Pantera and Damageplan’s Dimebag Darrell was one of a kind. At a time when many players were using rack systems or tube heads to achieve warm, smooth tones, he blasted out of Texas with a jagged, aggressive sound based on a solid state amplifier, an EQ and a hell of a lot of attitude. As he refined his equipment needs, Dimebag put the results of his discoveries and preferences into various pieces of signature gear. And the SH-13 Dimebucker was a key part of his search for the ultimate metal tone.
Darrell originally used heavily modified Dean guitars, but that company underwent ownership changes in the late 80s and the guitars he liked were becoming hard to find, so he switched to Washburn (he would eventually switch back to Dean and would work closely with them to develop several signature instruments). The pickup he’d previously been using was also becoming harder and harder to find, and he’d been using a custom-wound version called the XXL-500 which was not available to the public, but it still wasn’t quite doing it for him.

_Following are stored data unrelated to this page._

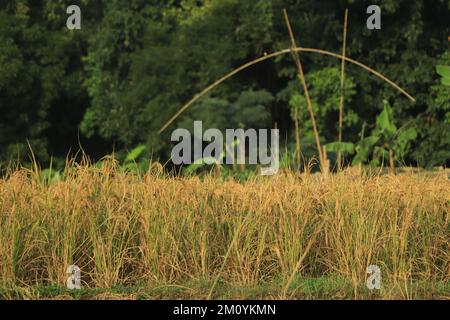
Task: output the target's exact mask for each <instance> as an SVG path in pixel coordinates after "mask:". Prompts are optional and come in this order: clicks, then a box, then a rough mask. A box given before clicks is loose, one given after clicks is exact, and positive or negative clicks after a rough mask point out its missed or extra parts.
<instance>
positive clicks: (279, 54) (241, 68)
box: [159, 48, 416, 134]
mask: <svg viewBox="0 0 450 320" xmlns="http://www.w3.org/2000/svg"><path fill="white" fill-rule="evenodd" d="M293 51H294V52H306V53H317V54H323V55H326V56H330V57H334V58H337V59H339V60H342V59H343V60H345V61H347V62H349V63H352V64H354V65H357V66H358V67H361V68H363V69H364V70H366V71H369V72H370V73H372V74H374V75H375V76H377V77H378V78H380V79H382V80H384V81H385V82H387V83H388V84H389V85H391V86H392V87H394V88H395V89H397V90H398V91H400V92H401V93H402V94H403V95H405V96H406V97H407V98H408V99H409V100H411V101H412V102H416V99H414V97H413V96H411V95H410V94H409V93H408V92H406V91H405V90H404V89H402V88H401V87H400V86H399V85H397V84H396V83H395V82H393V81H392V80H390V79H388V78H387V77H386V76H384V75H383V74H381V73H379V72H378V71H376V70H374V69H372V68H370V67H368V66H366V65H365V64H363V63H361V62H358V61H356V60H353V59H351V58H348V57H343V56H342V55H340V54H336V53H333V52H329V51H326V50H321V49H315V48H292V49H284V50H281V51H277V52H274V53H271V54H268V55H266V56H263V57H260V58H258V59H255V60H253V61H250V62H248V63H246V64H244V65H242V66H240V67H239V68H237V69H235V70H233V71H231V72H230V73H228V74H227V75H225V76H223V77H222V78H220V79H219V80H217V81H216V82H214V83H213V84H211V85H210V86H208V87H207V88H205V89H204V90H203V91H202V92H200V93H199V94H197V95H195V96H194V97H193V98H192V99H191V100H190V101H189V102H188V103H186V104H185V105H184V106H183V107H181V108H180V110H178V112H177V113H176V114H175V115H174V116H173V117H172V118H170V119H169V121H167V122H166V124H165V125H164V126H163V127H162V128H161V129H160V130H159V133H160V134H161V133H162V132H163V131H164V130H166V129H167V127H168V126H170V125H171V124H172V122H174V121H175V119H176V118H178V117H179V116H180V115H181V114H182V113H183V112H184V111H186V109H188V108H189V107H190V106H191V105H193V104H194V103H195V102H196V101H197V100H198V99H200V98H201V97H203V96H204V95H205V94H207V93H208V92H209V91H211V90H212V89H214V88H215V87H217V86H218V85H219V84H221V83H222V82H224V81H225V80H227V79H229V78H231V77H232V76H234V75H236V74H237V73H239V72H241V71H242V70H245V69H247V68H249V67H251V66H253V65H255V64H258V63H260V62H263V61H265V60H269V59H273V58H275V57H277V56H281V55H283V54H291V53H292V52H293Z"/></svg>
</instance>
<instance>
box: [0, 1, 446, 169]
mask: <svg viewBox="0 0 450 320" xmlns="http://www.w3.org/2000/svg"><path fill="white" fill-rule="evenodd" d="M70 4H77V5H79V6H80V7H81V11H82V27H81V30H74V31H70V30H68V29H67V28H66V20H67V18H68V14H67V13H66V8H67V6H69V5H70ZM370 4H378V5H380V7H381V9H382V30H368V29H367V28H366V20H367V18H368V15H367V14H366V9H367V7H368V5H370ZM283 8H287V9H288V11H289V15H290V19H291V22H292V25H293V28H294V32H295V33H296V36H297V42H298V45H299V46H302V47H313V48H320V49H324V50H329V51H332V52H336V53H340V52H341V48H342V32H343V18H344V11H345V9H346V8H348V9H349V12H350V15H349V29H348V45H347V55H348V56H349V57H351V58H353V59H356V60H358V61H360V62H362V63H365V64H367V65H368V66H371V67H373V68H375V69H376V70H378V71H379V72H381V73H383V74H385V75H386V76H388V77H389V78H390V79H392V80H394V81H395V82H397V83H398V84H399V85H400V86H402V87H403V88H405V89H406V90H407V91H408V92H409V93H411V94H412V95H413V96H414V97H415V98H416V99H417V102H416V103H415V104H413V103H411V101H409V100H408V99H406V98H405V97H404V96H402V95H400V94H399V93H398V92H397V91H395V90H394V89H393V88H391V87H389V86H387V85H386V84H385V83H384V82H382V81H380V80H379V79H377V78H375V77H374V76H373V75H371V74H369V73H367V72H365V71H362V69H360V68H357V67H355V66H351V65H347V67H346V75H347V89H348V90H347V91H346V104H345V116H344V141H349V142H357V141H358V140H359V139H360V138H361V132H362V130H363V128H364V130H365V132H370V130H372V129H373V128H374V127H375V119H376V117H377V115H378V114H379V113H380V112H381V111H382V110H383V100H387V101H389V103H390V105H391V106H392V110H393V118H394V119H395V121H396V124H397V127H402V126H405V125H407V126H409V127H411V126H412V127H414V128H415V130H416V132H417V137H416V138H415V139H414V141H412V143H410V144H409V145H408V147H407V150H405V153H404V159H402V161H404V162H405V163H407V164H408V165H420V166H423V167H433V166H441V165H448V164H449V159H450V87H446V86H444V85H443V84H442V83H441V81H440V77H439V75H438V74H437V73H436V65H438V64H447V65H450V50H449V48H450V41H449V36H450V1H449V0H383V1H376V0H373V1H370V2H368V1H353V0H346V1H345V0H342V1H338V0H322V1H317V0H298V1H287V0H272V1H265V0H245V1H242V0H210V1H194V0H185V1H183V0H178V1H175V0H108V1H100V0H96V1H95V0H92V1H89V0H84V1H62V0H41V1H39V0H29V1H27V0H1V1H0V161H1V163H2V164H3V165H6V164H7V163H10V161H15V160H19V161H29V146H28V143H29V144H30V146H31V148H32V150H33V152H34V154H35V157H36V158H37V160H39V162H40V163H42V164H43V165H48V163H49V162H50V159H51V158H53V159H55V161H63V159H64V158H65V157H66V156H67V155H70V154H75V153H76V152H77V151H78V150H79V149H80V146H81V147H82V148H83V150H84V151H85V152H86V153H87V154H88V155H89V156H91V157H92V158H94V159H99V158H101V157H102V156H104V155H106V154H109V153H111V152H112V151H113V150H114V151H115V152H116V153H117V154H118V155H119V156H120V155H123V154H126V153H127V152H128V151H130V150H132V149H133V148H134V147H136V146H138V145H144V146H146V149H145V150H146V156H147V157H152V158H153V159H160V160H161V161H165V160H167V159H168V158H169V155H170V150H171V148H170V146H171V143H170V133H171V132H172V130H173V129H175V128H177V127H187V126H189V124H191V123H192V121H193V120H194V119H195V120H203V121H204V122H205V125H204V126H205V127H207V126H208V127H216V128H236V127H243V128H259V127H273V126H274V124H275V123H277V125H278V127H279V128H280V129H281V130H282V148H283V149H284V145H285V144H286V148H291V145H292V144H294V135H293V119H292V118H293V117H292V107H293V105H295V104H296V103H299V104H300V108H299V110H300V115H299V116H298V119H299V120H300V128H301V143H302V152H303V153H305V156H306V157H308V156H312V155H313V154H315V150H314V148H315V147H314V140H313V136H312V132H311V126H310V123H309V118H308V116H307V115H308V113H307V108H306V105H304V106H302V105H301V104H302V102H301V101H302V100H301V99H295V97H298V95H299V94H301V93H302V91H301V88H300V85H299V83H298V81H297V79H296V76H297V71H296V68H295V65H294V64H293V63H292V59H291V57H290V55H285V56H282V57H279V58H277V59H275V60H270V61H267V62H265V63H262V64H259V65H257V66H254V67H252V68H250V69H248V70H247V71H245V72H243V73H241V74H239V75H237V76H236V77H234V78H233V79H231V80H229V81H226V82H225V83H224V84H223V85H221V86H220V87H218V88H217V89H215V90H214V91H213V92H212V93H211V94H210V95H209V96H207V97H205V98H203V99H201V100H200V101H199V103H197V104H196V105H195V106H193V107H192V108H191V109H189V111H188V112H186V113H185V114H183V116H182V117H180V118H179V119H178V120H177V121H176V122H175V123H174V124H173V125H172V126H171V127H170V128H169V129H168V130H166V131H165V132H164V133H163V134H161V135H159V134H158V130H159V129H160V128H161V126H162V125H163V124H164V123H165V122H166V121H167V120H168V119H169V118H170V117H171V116H172V115H173V114H174V113H175V112H176V111H177V110H178V109H179V108H180V107H181V106H182V105H183V104H184V103H185V102H187V101H188V100H189V99H190V98H192V97H193V96H194V95H195V94H197V93H198V92H200V91H201V90H202V89H204V88H205V87H206V86H207V85H209V84H210V83H212V82H213V81H215V80H217V79H218V78H220V77H221V76H223V75H224V74H226V73H227V72H229V71H231V70H233V69H234V68H236V67H238V66H240V65H242V64H243V63H245V62H248V61H250V60H253V59H255V58H257V57H260V56H262V55H264V54H265V53H271V52H274V51H278V50H282V49H286V48H289V46H290V41H289V36H288V33H287V30H286V26H285V23H284V19H283V12H282V10H283ZM301 58H302V61H303V64H304V68H305V72H306V77H307V80H309V84H310V86H311V94H312V97H313V100H314V105H315V108H317V110H316V113H317V117H318V124H319V132H320V136H321V139H322V142H323V143H329V142H332V141H335V140H336V139H337V130H338V127H337V120H338V108H339V105H338V101H339V76H340V75H339V70H340V61H339V60H338V59H334V58H328V57H324V56H320V55H312V54H302V55H301ZM296 101H297V102H296Z"/></svg>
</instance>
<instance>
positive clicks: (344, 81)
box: [338, 9, 348, 170]
mask: <svg viewBox="0 0 450 320" xmlns="http://www.w3.org/2000/svg"><path fill="white" fill-rule="evenodd" d="M347 27H348V9H346V10H345V18H344V34H343V37H342V42H343V43H342V61H341V98H340V102H339V143H342V119H343V117H344V101H345V98H344V90H345V56H346V51H347ZM341 168H342V154H341V151H339V152H338V170H341Z"/></svg>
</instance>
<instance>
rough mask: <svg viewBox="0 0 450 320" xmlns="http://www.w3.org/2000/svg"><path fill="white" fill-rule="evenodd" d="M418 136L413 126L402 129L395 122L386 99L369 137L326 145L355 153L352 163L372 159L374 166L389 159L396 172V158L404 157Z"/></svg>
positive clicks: (372, 165)
mask: <svg viewBox="0 0 450 320" xmlns="http://www.w3.org/2000/svg"><path fill="white" fill-rule="evenodd" d="M416 138H417V131H416V129H414V128H413V127H409V128H407V127H406V126H405V127H402V128H400V129H398V128H397V126H396V125H395V123H394V116H393V110H392V107H391V106H390V105H389V103H388V102H387V101H384V109H383V111H382V112H381V113H380V115H379V116H378V117H377V119H376V126H375V129H374V130H373V131H372V133H371V135H370V136H368V137H363V138H362V139H361V141H359V143H357V144H356V145H355V144H353V143H350V142H342V143H339V142H334V143H330V144H328V145H326V147H327V150H328V151H330V152H341V153H342V154H355V153H356V155H355V157H354V158H353V161H352V164H353V165H359V164H361V163H364V162H367V161H369V160H370V164H371V165H372V166H380V165H381V164H382V162H383V160H384V159H389V166H390V171H391V173H393V172H394V166H395V160H398V159H401V158H403V157H404V155H405V153H406V152H407V151H408V148H409V146H410V143H411V141H412V140H414V139H416Z"/></svg>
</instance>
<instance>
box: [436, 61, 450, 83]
mask: <svg viewBox="0 0 450 320" xmlns="http://www.w3.org/2000/svg"><path fill="white" fill-rule="evenodd" d="M436 71H437V73H438V74H439V75H440V76H441V77H442V80H441V81H442V84H443V85H444V86H450V66H443V65H438V66H437V67H436Z"/></svg>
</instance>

So it was time to go on a tone quest.
Dime needed something which would work well with his rig and established sound, as well as with the new Washburn guitars he’d begun using. He wanted a pickup with high output and lots of gain, but he was unhappy with everything he tried. Pickups geared towards distortion were too distorted to achieve the clarity of tone he was after, but cleaner pickups were too thin. He needed something with a thick low end and powerful highs. He also wanted a pickup that would clean up nicely when the guitar’s volume knob was rolled back.

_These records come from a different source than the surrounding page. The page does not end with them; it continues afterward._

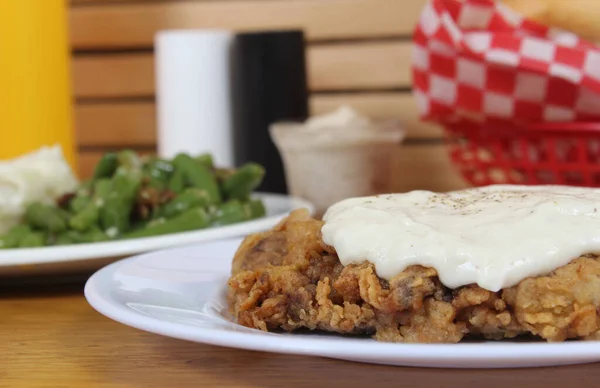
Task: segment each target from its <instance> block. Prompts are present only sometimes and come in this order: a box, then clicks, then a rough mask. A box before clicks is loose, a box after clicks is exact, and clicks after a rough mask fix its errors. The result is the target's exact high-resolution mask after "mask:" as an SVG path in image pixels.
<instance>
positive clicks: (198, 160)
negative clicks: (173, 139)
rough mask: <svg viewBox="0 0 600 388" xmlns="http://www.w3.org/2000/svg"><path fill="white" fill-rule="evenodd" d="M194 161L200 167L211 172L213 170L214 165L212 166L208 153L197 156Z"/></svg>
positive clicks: (209, 157)
mask: <svg viewBox="0 0 600 388" xmlns="http://www.w3.org/2000/svg"><path fill="white" fill-rule="evenodd" d="M195 159H196V162H198V163H200V164H201V165H203V166H204V167H206V168H208V169H209V170H212V169H213V168H215V164H214V161H213V158H212V155H211V154H209V153H206V154H202V155H198V156H196V158H195Z"/></svg>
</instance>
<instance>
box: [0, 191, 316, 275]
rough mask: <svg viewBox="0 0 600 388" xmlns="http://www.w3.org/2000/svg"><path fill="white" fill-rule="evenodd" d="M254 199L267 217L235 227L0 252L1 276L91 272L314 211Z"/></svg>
mask: <svg viewBox="0 0 600 388" xmlns="http://www.w3.org/2000/svg"><path fill="white" fill-rule="evenodd" d="M255 197H256V198H261V199H262V200H263V201H264V204H265V207H266V210H267V214H266V216H265V217H263V218H260V219H256V220H252V221H247V222H241V223H238V224H233V225H228V226H222V227H217V228H209V229H202V230H197V231H192V232H185V233H172V234H168V235H164V236H157V237H145V238H137V239H129V240H121V241H110V242H100V243H92V244H76V245H65V246H55V247H43V248H23V249H4V250H0V276H12V275H19V276H24V275H25V276H27V275H38V274H41V273H44V274H49V273H58V272H79V271H85V270H94V269H98V268H100V267H102V266H104V265H106V264H108V263H110V262H112V261H115V260H117V259H119V258H122V257H124V256H129V255H133V254H138V253H143V252H149V251H153V250H157V249H164V248H171V247H175V246H182V245H190V244H196V243H199V242H205V241H212V240H219V239H226V238H231V237H238V236H244V235H247V234H250V233H256V232H260V231H264V230H268V229H270V228H271V227H273V226H274V225H275V224H277V223H278V222H279V221H280V220H281V219H283V218H284V217H285V216H286V215H287V214H289V212H290V211H292V210H294V209H298V208H307V209H309V210H310V211H311V213H312V212H313V211H314V208H313V205H312V204H311V203H309V202H307V201H304V200H302V199H299V198H294V197H289V196H286V195H281V194H265V193H260V194H257V195H255Z"/></svg>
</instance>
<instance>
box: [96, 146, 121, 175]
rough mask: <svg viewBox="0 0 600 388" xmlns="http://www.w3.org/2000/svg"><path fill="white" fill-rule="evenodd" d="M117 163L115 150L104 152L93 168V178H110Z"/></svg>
mask: <svg viewBox="0 0 600 388" xmlns="http://www.w3.org/2000/svg"><path fill="white" fill-rule="evenodd" d="M118 163H119V162H118V160H117V154H116V153H115V152H108V153H106V154H104V156H102V159H100V161H99V162H98V164H97V165H96V168H95V169H94V180H96V179H100V178H110V177H111V176H112V175H113V174H114V173H115V170H116V169H117V166H118Z"/></svg>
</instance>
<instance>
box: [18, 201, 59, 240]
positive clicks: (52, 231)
mask: <svg viewBox="0 0 600 388" xmlns="http://www.w3.org/2000/svg"><path fill="white" fill-rule="evenodd" d="M59 210H60V209H58V208H57V207H54V206H51V205H44V204H41V203H33V204H31V205H29V206H28V207H27V209H26V210H25V219H26V220H27V223H29V225H31V226H33V227H34V228H37V229H40V230H46V231H48V232H54V233H58V232H62V231H64V230H66V229H67V220H66V219H65V218H64V215H63V214H62V213H61V212H60V211H59Z"/></svg>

After Darrell hooked up with Seymour Duncan, he sent one of his old pickups to use as a starting point, but he wasn’t looking for a reproduction: this was his chance to have his pickup made his way. From there a few samples were sent out to evaluate on the road in a particular Washburn dedicated to the task.
The result was the Dimebucker, a pickup which gave Dime the ‘smushies’ he was looking for: the Dime-ism he used to describe a sound where the notes ‘smushed together’ in power chords, with a sponge-like feel and bright but not brittle high end.
Various magnets, wire gauges, numbers of turns and other factors were used in the development of the Dimebucker. The final result is based on the combination of a ceramic magnet and stainless steel blades. It has a DC resistance of 16.25 k and a resonant peak at 5.1 KHz, which combine to give it the treble kick and low-end smush Darrell was after. The blades help to maintain the strength of the note over the duration of bends, since there’s always a constant magnetic field under the string: it doesn’t dip or change in between pole pieces.
The Dimebucker pairs especially well with a ’59 model in the neck position, which was Dimebag’s preferred setup. And in true metal style, it’s available in any colour you want. As long as it’s black.